Jank destacou os esforços da UNICA nas áreas de competitividade, sustentabilidade e comunicação, citando a campanha publicitária nacional recém-lançada que introduz a marca “etanol” e inclui uma cartilha com esclarecimentos sobre a produção e o uso do combustível – exemplares foram distribuídos aos cerca de 500 participantes. O presidente da UNICA também deu detalhes do tipo de obstáculo que retarda a transformação do etanol em commodity, referindo-se a dezenas de processos em andamento em várias partes do mundo, todos buscando a certificação do combustível: “na maioria dos casos, procuram determinar até mesmo o que o produtor pode ou não plantar em sua propriedade no Brasil, mas quando tentamos inserir na discussão considerações de ordem econômica para garantir a sustentabilidade do negócio, argumentam que isso fere a soberania dos países envolvidos. E determinar o que se pode ou não plantar, não fere?”


O painel coordenado por Jank contou com seis apresentações: do vice-presidente da ABAG – Associação Brasileira do Agronegócio, Luiz Carlos Correa de Carvalho; do responsável pela área do agronegócio da APEX, a Agência de Promoção das Exportações do governo federal, Eduardo Caldas; do diretor da área de agronegócios do Banco do Brasil, José Carlos Vaz; do diretor-superintendente do CTC, o Centro de Tecnologia Canavieira, Nilson Boeta; do diretor executivo da Embrapa, a Empresa Brasileira de Pesquisa Agropecuária,  José Geraldo Eugenio de França; e de Joel Velasco, representante-chefe da UNICA para a América do Norte baseado em Washington.


Velasco explicou a importância da decisão tomada pelos Estados Unidos em 2007, ao programar a expansão na produção e uso do etanol no mercado americano até 2020, garantindo a presença crescente do etanol no principal mercado do mundo por muitos anos. Ao mesmo tempo, ele lamentou a lentidão no andamento do Memorando de Entendimentos assinado pelos presidentes Luiz Inácio Lula da Silva e George W. Bush, que entre outras iniciativas pretende expandir a produção e utilização do etanol para outros países das Americas, particularmente na região do Caribe e na América Central. “É fundamental que se avance com esse processo, sempre no sentido de se conquistar a condição de commodity para o etanol”, frisou Velasco.

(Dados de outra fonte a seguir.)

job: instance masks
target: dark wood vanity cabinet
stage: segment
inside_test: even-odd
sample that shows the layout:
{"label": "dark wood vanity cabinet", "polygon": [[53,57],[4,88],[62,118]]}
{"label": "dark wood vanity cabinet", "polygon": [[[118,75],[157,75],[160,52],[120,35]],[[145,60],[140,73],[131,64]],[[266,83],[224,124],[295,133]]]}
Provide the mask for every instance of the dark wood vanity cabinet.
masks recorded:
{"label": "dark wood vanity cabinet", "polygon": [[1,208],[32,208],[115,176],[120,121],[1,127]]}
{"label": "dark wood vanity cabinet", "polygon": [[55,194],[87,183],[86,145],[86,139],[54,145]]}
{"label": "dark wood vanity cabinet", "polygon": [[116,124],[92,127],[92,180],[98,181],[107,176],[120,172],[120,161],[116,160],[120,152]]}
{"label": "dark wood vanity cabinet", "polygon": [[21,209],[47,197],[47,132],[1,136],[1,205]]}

Realizado no Teatro Municipal de Sertãozinho, o Décimo Fórum Internacional sobre o Futuro do Álcool 2008 contou ainda com palestra sobre emissões e créditos de carbono, do professor do Instituto de Estudos Avançados da USP, Luiz Gylvan Meira Filho, e um painel coordenado pelo ex-ministro da agricultura Roberto Rodrigues. Entre os participantes estavam o presidente do conselho da BM&F-Bovespa, Luiz Gustavo Junqueira Figueiredo;  o diretor de qualidade do Inmetro, Alfredo Carlos Lobo; o diretor industrial da Usina São Francisco, Jairo Menesis Balbo; o vice-presidente da Brenco, Rogério Almeida Manso da Costa Reis; o gerente geral de etanol da Petrobrás Biocombustíveis, Júlio César Pinho; e o gerente executivo para utos e terminais da Transpetro, Carles Siqueira Labrunie.


Em sua décima-sexta edição, a Agrocana e a Fenasucro até a próxima sexta-feira (05/09/2008) são realizadas conjuntamente e são consideradas as principais feiras voltadas para o setor sucroenergético brasileiro. Com 420 expositores este ano, os organizadores esperam cerca de 30 mil profissionais e empreendedores do setor, cerca de mil visitantes do exterior representando 41 países, e estimam que o evento deve movimentar mais de R$ 1,8 bilhão em negócios.